C dynamically growing array
I have a program that reads a "raw" list of in-game entities, and I intend to make an array holding an index number (int) of an indeterminate number of entities, for processing various things. I would like to avoid using too much memory or CPU for keeping such indexes...
A quick and dirty solution I use so far is to declare, in the main processing function (local focus) the array with a size of the maximum game entities, and another integer to keep track of how many have been added to the list. This isn't satisfactory, as every list holds 3000+ arrays, which isn't that much, but feels like a waste, since I'll possible use the solution for 6-7 lists for varying functions.

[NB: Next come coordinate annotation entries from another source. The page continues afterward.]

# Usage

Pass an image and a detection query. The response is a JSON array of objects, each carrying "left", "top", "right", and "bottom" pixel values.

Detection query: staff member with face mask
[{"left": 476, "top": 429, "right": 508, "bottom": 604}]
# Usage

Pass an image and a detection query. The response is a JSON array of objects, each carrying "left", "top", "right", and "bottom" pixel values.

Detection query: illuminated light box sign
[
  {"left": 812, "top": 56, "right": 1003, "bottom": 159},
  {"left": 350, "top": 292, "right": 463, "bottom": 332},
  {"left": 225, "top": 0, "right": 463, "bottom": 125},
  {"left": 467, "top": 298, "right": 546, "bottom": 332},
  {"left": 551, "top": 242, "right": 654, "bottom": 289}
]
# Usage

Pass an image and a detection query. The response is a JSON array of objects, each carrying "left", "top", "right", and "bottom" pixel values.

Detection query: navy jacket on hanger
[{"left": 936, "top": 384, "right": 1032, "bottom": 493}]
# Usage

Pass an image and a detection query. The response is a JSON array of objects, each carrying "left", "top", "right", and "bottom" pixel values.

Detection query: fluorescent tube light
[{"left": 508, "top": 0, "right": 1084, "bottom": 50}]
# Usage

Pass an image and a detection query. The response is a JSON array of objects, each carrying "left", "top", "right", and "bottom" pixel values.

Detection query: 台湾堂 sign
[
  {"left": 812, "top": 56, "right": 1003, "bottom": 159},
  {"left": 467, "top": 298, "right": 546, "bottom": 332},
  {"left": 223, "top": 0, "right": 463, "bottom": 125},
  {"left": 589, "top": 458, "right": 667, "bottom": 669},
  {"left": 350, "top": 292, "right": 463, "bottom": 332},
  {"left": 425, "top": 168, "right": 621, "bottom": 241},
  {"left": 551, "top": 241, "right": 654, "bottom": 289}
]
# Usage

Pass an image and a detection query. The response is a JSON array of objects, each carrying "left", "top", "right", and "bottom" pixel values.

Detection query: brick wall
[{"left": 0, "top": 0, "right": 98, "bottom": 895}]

I haven't found any C (not C++ or C#) specific solutions to achieve this. I can use pointers, but I am a bit afraid of using them (unless it's the only possible way).
The arrays do not leave the local function scope (they are to be passed to a function, then discarded), in case that changes things.
If pointers are the only solution, how can I keep track of them to avoid leaks?
Solution 1:
I can use pointers, but I am a bit afraid of using them.
If you need a dynamic array, you can't escape pointers. Why are you afraid though? They won't bite (as long as you're careful, that is). There's no built-in dynamic array in C, you'll just have to write one yourself. In C++, you can use the built-in std::vector
class. C# and just about every other high-level language also have some similar class that manages dynamic arrays for you.
If you do plan to write your own, here's something to get you started: most dynamic array implementations work by starting off with an array of some (small) default size, then whenever you run out of space when adding a new element, double the size of the array. As you can see in the example below, it's not very difficult at all: (I've omitted safety checks for brevity)
typedef struct {
int *array;
size_t used;
size_t size;
} Array;
void initArray(Array *a, size_t initialSize) {
a->array = malloc(initialSize * sizeof(int));
a->used = 0;
a->size = initialSize;
}
void insertArray(Array *a, int element) {
// a->used is the number of used entries, because a->array[a->used++] updates a->used only *after* the array has been accessed.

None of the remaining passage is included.